Марк Твен в своих воспоминаниях об Индии уделил ей немало внимания и отметил именно это качество: «Когда я сижу в одном углу балкона, вороны присаживаются на перила в другом и обсуждают мою персону; они придвигаются ко мне все ближе и ближе, пока не оказываются почти рядом; тут они и сидят и без всякого смущения болтают насчет моего костюма, моей прически, цвета лица, какой у меня может быть характер, какова профессия и каковы политические взгляды… Я криком гоню их прочь, они недолго кружат в воздухе, смеясь и издеваясь, потом опять присаживаются на перила и принимаются за старое».
Коридорный предупреждает, чтобы на столиках не оставляли часы, запонки, перстни и другие блестящие предметы. Недавно у одного постояльца ворона утащила даже золотую челюсть.

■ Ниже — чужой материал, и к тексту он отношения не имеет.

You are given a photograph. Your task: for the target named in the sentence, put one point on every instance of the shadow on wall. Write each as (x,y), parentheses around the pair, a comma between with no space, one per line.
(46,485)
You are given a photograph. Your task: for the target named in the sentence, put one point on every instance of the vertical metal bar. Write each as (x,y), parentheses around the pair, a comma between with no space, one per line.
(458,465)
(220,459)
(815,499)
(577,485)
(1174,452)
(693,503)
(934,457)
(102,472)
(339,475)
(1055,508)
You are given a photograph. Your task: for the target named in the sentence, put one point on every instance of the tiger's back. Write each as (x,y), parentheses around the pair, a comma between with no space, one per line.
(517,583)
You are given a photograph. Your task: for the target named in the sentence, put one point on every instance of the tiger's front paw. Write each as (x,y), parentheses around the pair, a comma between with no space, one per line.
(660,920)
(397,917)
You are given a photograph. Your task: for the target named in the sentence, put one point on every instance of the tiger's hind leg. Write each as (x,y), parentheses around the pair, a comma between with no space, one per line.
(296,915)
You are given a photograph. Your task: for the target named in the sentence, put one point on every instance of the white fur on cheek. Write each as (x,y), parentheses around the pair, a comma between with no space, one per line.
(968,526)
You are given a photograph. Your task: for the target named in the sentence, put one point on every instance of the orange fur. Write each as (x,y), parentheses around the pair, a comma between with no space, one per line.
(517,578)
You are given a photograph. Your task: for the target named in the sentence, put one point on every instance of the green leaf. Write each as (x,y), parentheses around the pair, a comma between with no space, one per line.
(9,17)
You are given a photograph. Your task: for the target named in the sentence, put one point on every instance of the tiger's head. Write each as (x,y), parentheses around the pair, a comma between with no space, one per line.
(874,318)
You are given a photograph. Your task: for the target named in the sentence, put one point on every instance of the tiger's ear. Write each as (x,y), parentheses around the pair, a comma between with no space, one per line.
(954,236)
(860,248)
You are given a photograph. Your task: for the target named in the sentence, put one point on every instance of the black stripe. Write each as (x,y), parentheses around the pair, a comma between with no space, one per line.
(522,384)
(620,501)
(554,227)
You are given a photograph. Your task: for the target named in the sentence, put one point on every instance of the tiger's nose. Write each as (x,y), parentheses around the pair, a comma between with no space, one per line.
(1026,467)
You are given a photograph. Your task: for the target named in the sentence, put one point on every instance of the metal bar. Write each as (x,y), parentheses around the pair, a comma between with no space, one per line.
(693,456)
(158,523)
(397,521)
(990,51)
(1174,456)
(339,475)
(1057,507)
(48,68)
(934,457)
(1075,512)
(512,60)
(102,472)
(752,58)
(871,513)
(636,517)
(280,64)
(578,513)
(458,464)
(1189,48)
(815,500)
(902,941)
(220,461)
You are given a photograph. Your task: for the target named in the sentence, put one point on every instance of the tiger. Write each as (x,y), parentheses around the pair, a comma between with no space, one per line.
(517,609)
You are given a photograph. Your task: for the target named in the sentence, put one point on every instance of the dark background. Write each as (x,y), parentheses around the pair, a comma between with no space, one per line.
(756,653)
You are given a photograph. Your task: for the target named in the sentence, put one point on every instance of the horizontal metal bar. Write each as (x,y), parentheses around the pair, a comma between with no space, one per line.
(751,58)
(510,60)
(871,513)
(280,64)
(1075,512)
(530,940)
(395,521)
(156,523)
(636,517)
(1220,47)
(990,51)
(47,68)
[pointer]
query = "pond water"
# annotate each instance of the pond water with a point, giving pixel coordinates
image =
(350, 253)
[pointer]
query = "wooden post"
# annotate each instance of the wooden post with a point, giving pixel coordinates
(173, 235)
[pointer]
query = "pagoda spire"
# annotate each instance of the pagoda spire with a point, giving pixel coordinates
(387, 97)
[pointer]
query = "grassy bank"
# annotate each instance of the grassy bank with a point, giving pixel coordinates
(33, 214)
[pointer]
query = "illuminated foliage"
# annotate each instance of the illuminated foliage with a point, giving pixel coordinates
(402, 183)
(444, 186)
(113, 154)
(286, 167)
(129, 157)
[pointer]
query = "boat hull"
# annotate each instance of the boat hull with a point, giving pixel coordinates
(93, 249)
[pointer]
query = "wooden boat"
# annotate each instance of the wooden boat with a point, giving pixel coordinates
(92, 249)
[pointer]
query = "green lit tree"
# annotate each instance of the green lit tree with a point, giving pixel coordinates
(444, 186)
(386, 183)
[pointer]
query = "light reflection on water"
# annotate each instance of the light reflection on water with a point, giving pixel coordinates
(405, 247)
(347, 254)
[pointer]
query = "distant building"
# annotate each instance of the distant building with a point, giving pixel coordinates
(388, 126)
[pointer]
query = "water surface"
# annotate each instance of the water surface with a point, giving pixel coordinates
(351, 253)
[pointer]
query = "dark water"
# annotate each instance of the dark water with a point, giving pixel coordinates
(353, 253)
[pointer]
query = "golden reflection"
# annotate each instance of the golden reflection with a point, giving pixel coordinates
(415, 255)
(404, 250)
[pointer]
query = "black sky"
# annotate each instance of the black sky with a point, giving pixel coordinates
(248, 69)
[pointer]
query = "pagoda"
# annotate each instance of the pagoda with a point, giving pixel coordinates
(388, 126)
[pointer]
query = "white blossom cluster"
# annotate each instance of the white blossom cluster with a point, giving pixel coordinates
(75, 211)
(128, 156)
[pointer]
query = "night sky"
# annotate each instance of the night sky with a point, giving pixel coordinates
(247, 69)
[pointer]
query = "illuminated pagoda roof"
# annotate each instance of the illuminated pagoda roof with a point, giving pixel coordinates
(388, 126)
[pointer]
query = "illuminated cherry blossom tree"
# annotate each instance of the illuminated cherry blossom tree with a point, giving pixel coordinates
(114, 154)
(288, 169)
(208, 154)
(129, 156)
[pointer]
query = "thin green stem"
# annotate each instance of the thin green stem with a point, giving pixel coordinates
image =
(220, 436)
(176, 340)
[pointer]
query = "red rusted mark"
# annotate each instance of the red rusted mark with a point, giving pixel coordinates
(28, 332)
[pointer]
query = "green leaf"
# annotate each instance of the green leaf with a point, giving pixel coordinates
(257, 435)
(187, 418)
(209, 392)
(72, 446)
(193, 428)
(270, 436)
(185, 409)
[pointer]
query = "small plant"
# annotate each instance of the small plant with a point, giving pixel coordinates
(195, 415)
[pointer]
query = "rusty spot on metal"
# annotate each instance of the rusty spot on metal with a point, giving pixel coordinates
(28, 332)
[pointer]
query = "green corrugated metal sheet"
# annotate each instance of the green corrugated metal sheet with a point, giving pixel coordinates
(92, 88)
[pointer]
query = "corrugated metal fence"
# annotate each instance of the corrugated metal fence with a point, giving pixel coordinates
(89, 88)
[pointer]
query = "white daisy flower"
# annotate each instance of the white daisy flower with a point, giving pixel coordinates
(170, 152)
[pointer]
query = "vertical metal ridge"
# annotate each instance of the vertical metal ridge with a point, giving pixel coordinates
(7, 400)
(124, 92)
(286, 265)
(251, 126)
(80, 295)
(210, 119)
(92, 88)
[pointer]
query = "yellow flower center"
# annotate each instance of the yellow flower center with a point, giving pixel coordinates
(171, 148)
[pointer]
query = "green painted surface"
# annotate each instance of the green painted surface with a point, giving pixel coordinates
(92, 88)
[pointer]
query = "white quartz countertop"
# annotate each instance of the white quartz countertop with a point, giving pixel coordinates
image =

По поводу вороватости этих птиц хозяин гостиницы имеет свою теорию: многие домовладельцы собирают древесный сок, для чего надрезают кору деревьев и подвешивают глиняные горшки, куда этот сок стекает. Накопившаяся жидкость бродит и превращается в хмельную брагу. Птицы постоянно пьют ее и спьяну безобразничают. Как ни фантастично это объяснение, я готов с ним согласиться.
Индийская ворона весьма неприглядна с виду — значительно крупнее, чернее и уродливее нашей; у нее длиннее и тоньше ноги, длиннее клюв, ближе посажены любопытные, бегающие глазки.
Бесстрашие ее поразительно. Впрочем, в Индии многие птицы и животные не боятся людей. Что это — отсутствие защитной реакции, рефлекс, возникший вследствие того, что животных здесь не уничтожают? Очевидно, так.